Although much has been written about cholesterol and its link with heart disease, there are a few important messages that haven’t been emphasized enough to the public, according to Spencer R. Berthelsen, M.D., a Kelsey-Seybold Clinic physician, who is board certified in Internal Medicine. For example, “Knowing your cholesterol levels early in life is very important, especially if you have a family history of heart disease.”
Dr. Berthelsen continues, “With new drug options, especially the class of cholesterol-lowering drugs called the statins, we can achieve greater results in the prevention of atherosclerosis (the deposition of cholesterol in the walls of arteries) in a 30-year-old than we can for a 70-year old. Older patients probably have other factors that have protected them from getting heart disease until later in life, so the cholesterol-lowering drugs might not benefit them quite as much.”
A growing body of research, and the increasing recognition of the impact of cholesterol levels on heart disease, spurred the National Cholesterol Education Program (NCEP) of the National Institutes of Health to release new, more aggressive cholesterol management guidelines in May of this year. The NCEP’s recommendations include more aggressive identification of adults with high cholesterol levels, in addition to more aggressive treatment of individuals with this risk factor. In fact, the NCEP predicts that when these guidelines are fully implemented, the number of patients being treated for high cholesterol will increase from 52 million to 64 million.
Preventing Progression of Atherosclerosis
The current research and the new guidelines support Dr. Berthlesen’s focus on preventing the progression of atherosclerosis before it can progress into heart disease. “The benefits of reducing cholesterol levels can be seen quickly, usually by reduction in the risk of a heart attack within the first two to three years in patients with known heart trouble. You don’t have to be on medication for years and years to see a decrease in your risk, ” observes Dr. Berthelsen.

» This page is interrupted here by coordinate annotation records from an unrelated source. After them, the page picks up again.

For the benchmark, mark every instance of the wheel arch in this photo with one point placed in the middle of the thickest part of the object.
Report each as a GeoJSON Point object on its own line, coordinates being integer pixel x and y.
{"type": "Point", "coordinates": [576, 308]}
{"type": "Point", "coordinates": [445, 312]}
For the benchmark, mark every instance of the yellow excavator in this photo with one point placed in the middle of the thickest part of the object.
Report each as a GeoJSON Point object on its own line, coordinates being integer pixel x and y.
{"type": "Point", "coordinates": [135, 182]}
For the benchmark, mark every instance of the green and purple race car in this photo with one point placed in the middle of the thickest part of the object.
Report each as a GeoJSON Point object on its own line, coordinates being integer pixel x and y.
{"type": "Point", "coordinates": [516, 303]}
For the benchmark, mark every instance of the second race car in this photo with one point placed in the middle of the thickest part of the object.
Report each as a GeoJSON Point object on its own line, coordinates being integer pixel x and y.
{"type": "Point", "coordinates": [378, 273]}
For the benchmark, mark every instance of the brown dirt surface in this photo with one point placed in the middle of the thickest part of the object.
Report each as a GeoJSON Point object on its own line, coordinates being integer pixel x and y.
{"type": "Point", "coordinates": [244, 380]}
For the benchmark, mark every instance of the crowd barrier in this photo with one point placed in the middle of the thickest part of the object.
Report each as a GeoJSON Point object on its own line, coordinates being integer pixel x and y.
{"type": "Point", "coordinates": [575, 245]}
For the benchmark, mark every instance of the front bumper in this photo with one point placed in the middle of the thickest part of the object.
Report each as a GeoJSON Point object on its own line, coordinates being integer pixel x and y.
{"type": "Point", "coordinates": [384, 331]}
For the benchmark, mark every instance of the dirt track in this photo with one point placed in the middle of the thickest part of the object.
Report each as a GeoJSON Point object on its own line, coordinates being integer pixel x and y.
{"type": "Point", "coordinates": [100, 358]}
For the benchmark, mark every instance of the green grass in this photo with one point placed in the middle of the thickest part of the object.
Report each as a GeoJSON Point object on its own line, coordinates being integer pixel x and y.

Dr. Berthelsen attributes this to diet and medication being able to control the unstable cholesterol-rich atherosclerotic plaque in the artery walls. “If we can stabilize the atherosclerotic plaque – by lowering the amount of cholesterol in the plaque – we have a much better chance of lowering the risk of a heart attack, even without having a measurable change in the amount of narrowing of the arteries,” says Dr. Berthelsen.
Risk Factors Are Related
Another message about risk factors that hasn’t quite reached the public is the importance of the relationship between the factors. “Risk factors are more than just additive. They amplify each other. For example, if you have two risk factors, your risk to have a heart attack is increased by more than adding the individual risks together. Fortunately, it also works the other way, ” states Dr. Berthelsen.
“Reducing or eliminating your controllable risk factors can have a substantial positive impact on your health, especially the risk factors that can be controlled from a young age, such as smoking and cholesterol levels,” encourages Dr. Berthelsen.
Control Treatable Risk Factors
The bottom line in fighting heart disease is early identification of all risk factors, and early treatment of those factors that can be controlled. The major risk factors for heart disease include smoking, high blood pressure, obesity or inactivity, high cholesterol levels, diabetes, family history and age.
Dr. Berthelsen says, “People are far more interested in and educated about their own health than ever before. That fact, in combination with the arsenal of preventive treatments we now have, is key to turning the tide in the battle against heart disease.”